Movie Emotional Event Detection based on

Music Mood and Video Tempo

Yu-Hao Chen, Jin-Hau Kuo, Wei-Ta Chu, and Ja-Ling Wu The Communications and Multimedia Laboratory, Department of Computer Science and Information Engineering,

National Taiwan University, Taipei, Taiwan,

Abstract--Movie is one of the most important entertainments in the history of mankind. But as interests of viewers are various, it's difficult to deal with their requirements by only one principle. In this paper, we develop modules for detecting video tempo and music mood, and present three applications about movie analysis. After applying these two modules we recognize mood of music and develop three applications: music event detection, emotional event detection, and Original Sound Tracks (OST) visualization. Subjective tests show that the mean opinion scores of the experimental results are good.

I. INTRODUCTION

Being one of the hugest industries in this world, movie industry releases around 4500 movies in the world every year, containing approximately 9000 hours of digital movie contents. As movies have made a lot effect to life and thinking of people, there are many great movies worthy to be seen repeatedly. However, as movies are released continuously, it’s more and more difficulty to see every movie from the beginning to the end again. And with the development of content digitalization, it is easier to access the digital content on the Internet now. In addition, more and more movie viewers would like to choose parts of movies according to their favorites. For example, they may want to find their favorite actors, some sad scenes, the best fighting scenes in the movie, and so on. One system that automatically analyzes the movie related data and provides tools for detecting events is of great interest.
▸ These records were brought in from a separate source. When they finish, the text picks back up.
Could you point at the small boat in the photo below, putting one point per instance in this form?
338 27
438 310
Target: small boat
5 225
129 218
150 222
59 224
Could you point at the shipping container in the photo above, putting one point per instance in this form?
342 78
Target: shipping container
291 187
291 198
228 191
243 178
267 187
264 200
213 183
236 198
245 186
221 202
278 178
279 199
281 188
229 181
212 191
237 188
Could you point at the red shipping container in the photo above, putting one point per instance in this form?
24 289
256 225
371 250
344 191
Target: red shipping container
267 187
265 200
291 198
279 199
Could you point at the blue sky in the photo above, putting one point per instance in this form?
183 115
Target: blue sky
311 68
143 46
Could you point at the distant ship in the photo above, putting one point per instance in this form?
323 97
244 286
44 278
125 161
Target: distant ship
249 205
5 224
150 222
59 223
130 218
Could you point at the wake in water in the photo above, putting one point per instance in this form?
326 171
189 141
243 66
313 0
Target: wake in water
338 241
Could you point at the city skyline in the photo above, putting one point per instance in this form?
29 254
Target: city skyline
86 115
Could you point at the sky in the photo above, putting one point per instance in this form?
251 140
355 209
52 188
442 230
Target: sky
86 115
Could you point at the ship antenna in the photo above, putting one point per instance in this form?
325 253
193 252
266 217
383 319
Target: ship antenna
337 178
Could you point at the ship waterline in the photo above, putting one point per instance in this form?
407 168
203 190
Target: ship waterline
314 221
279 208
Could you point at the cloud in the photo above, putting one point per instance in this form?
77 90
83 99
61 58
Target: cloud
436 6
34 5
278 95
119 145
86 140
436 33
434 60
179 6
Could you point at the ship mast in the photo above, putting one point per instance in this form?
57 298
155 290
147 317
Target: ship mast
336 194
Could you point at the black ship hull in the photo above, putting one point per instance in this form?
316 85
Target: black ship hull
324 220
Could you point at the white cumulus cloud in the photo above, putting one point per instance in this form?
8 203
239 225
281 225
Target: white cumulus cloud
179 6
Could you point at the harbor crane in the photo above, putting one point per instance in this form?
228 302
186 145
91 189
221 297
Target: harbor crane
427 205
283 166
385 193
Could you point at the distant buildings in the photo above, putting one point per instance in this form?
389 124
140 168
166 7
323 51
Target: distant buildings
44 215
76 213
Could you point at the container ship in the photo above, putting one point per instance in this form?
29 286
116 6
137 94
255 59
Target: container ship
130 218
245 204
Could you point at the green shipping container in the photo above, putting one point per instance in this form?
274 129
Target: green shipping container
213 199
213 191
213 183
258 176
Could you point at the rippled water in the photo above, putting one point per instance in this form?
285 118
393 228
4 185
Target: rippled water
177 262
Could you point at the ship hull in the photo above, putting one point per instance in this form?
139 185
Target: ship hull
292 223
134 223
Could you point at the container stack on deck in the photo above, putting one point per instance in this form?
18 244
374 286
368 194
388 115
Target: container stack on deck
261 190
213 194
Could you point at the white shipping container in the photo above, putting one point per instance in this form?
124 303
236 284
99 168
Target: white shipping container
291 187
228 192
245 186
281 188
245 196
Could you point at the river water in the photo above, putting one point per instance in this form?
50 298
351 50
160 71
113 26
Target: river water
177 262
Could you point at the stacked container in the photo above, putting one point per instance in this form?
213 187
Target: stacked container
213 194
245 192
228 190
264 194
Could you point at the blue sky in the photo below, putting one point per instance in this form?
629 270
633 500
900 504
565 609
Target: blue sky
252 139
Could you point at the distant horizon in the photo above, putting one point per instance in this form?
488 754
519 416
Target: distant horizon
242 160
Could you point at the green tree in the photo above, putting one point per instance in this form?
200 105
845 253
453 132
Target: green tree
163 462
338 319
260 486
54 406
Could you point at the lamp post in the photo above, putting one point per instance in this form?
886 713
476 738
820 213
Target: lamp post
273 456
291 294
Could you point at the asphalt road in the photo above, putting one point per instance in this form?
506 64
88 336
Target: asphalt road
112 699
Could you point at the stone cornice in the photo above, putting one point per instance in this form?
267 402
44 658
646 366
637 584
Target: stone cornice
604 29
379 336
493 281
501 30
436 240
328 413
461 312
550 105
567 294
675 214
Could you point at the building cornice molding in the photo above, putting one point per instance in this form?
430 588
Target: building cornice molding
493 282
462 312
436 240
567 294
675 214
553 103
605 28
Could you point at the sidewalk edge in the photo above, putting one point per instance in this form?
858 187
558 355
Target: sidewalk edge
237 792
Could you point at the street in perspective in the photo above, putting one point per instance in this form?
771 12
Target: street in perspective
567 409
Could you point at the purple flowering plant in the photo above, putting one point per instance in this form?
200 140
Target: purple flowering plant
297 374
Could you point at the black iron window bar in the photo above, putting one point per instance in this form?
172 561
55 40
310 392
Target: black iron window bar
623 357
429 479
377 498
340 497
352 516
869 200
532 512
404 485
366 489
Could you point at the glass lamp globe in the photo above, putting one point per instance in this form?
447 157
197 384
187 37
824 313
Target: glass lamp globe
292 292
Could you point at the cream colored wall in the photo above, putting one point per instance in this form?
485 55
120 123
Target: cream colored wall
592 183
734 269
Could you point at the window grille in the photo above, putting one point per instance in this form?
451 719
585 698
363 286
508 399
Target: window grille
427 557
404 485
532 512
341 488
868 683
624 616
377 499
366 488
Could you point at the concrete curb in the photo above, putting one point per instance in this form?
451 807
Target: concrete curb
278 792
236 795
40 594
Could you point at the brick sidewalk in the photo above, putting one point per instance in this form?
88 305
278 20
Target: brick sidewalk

Fig.1. The framework of this paper.

In this paper, we present our works about movie analysis by detecting video tempos and music moods. Our work consists of three parts: music mood detection, tempo detection, and integrated applications. The block diagram of the proposed framework is illustrated in Figure 1.

II. DETECTION MODULES

At first, in music mood detection part, we develop three models: speech/music discriminator, music tracking, and mood detection (c.f. Fig.1). In speech/music discrimination, we use the characteristics that there are pauses between syllables and words in speech to classify speech and music. We implement and modify speech/music discriminator proposed by C. Panagiotakis and G. Tziritas [1]. Two audio features, Root Mean Square (RMS) value and Zero Crossing (ZC) rate, are extracted to characterize speech and music. Because music is the main concern of our work, we recognize segments mixed with music and speech as music segments. Since segments whose amplitudes of speech much louder than music are still detected as speech, we developed a Hidden Music Segment Detection (HMSD) method to deal with this situation. Experimental results [4] show that precisions and recalls are improved after using HMSD, and our experimental results show much better detection performance than other proposed methods.
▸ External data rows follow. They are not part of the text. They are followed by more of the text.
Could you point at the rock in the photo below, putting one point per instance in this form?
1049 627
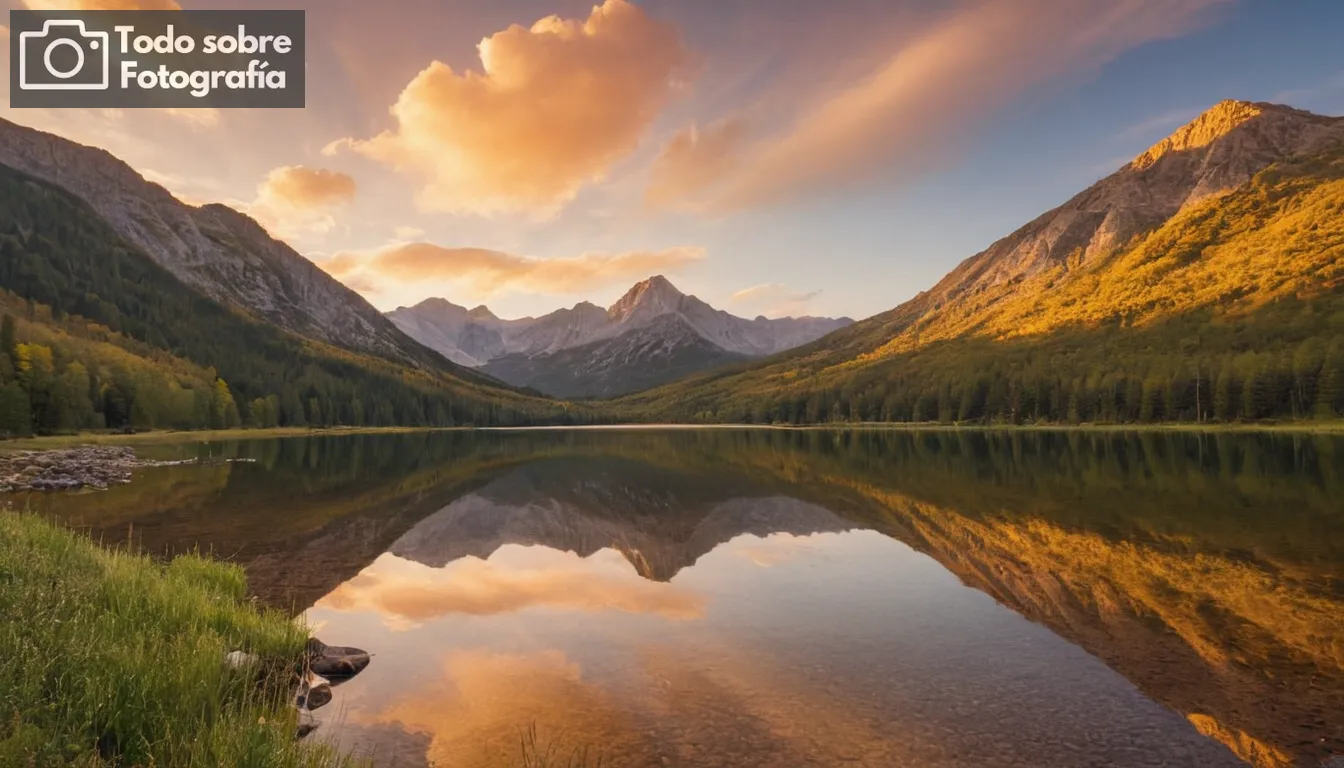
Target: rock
336 663
319 697
312 696
96 467
241 659
307 724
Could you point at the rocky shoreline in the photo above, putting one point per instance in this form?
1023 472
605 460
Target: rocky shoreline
97 467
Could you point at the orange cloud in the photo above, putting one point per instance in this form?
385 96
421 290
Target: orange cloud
300 187
488 272
694 160
481 588
295 199
102 4
907 113
553 109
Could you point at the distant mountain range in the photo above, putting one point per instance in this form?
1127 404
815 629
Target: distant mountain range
192 295
1203 280
653 335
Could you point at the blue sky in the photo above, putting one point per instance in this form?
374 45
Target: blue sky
867 147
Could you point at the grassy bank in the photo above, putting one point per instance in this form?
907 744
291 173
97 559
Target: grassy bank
113 659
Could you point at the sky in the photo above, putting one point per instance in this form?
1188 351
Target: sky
769 156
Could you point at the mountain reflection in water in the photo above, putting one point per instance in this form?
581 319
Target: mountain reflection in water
766 597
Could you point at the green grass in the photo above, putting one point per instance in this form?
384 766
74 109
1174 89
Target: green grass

Because music segments with different compositions may be merged together in speech/music discrimination, the music tracking module (c.f. Fig.1) is used to find the boundaries of different compositions. Timbre and intensity features are adopted to detect changes in audio amplitude and timbre. We modify the mood tracking in [2] to fit the usage of our movie analysis.

After music tracking, we detect music mood in each music segment. Timbre and rhythm features are used, and Gaussian Mixture Model (GMM) is chosen as our training algorithm. Music mood detection is not easy, and two issues make it more difficult. First, classes of music in movies are unlimited. Second, there are many sound effects and speeches in movies. Precisions and recalls in our experimental results are about 40% to 60% [4]. We, therefore, modify our mood detection module with user intervention.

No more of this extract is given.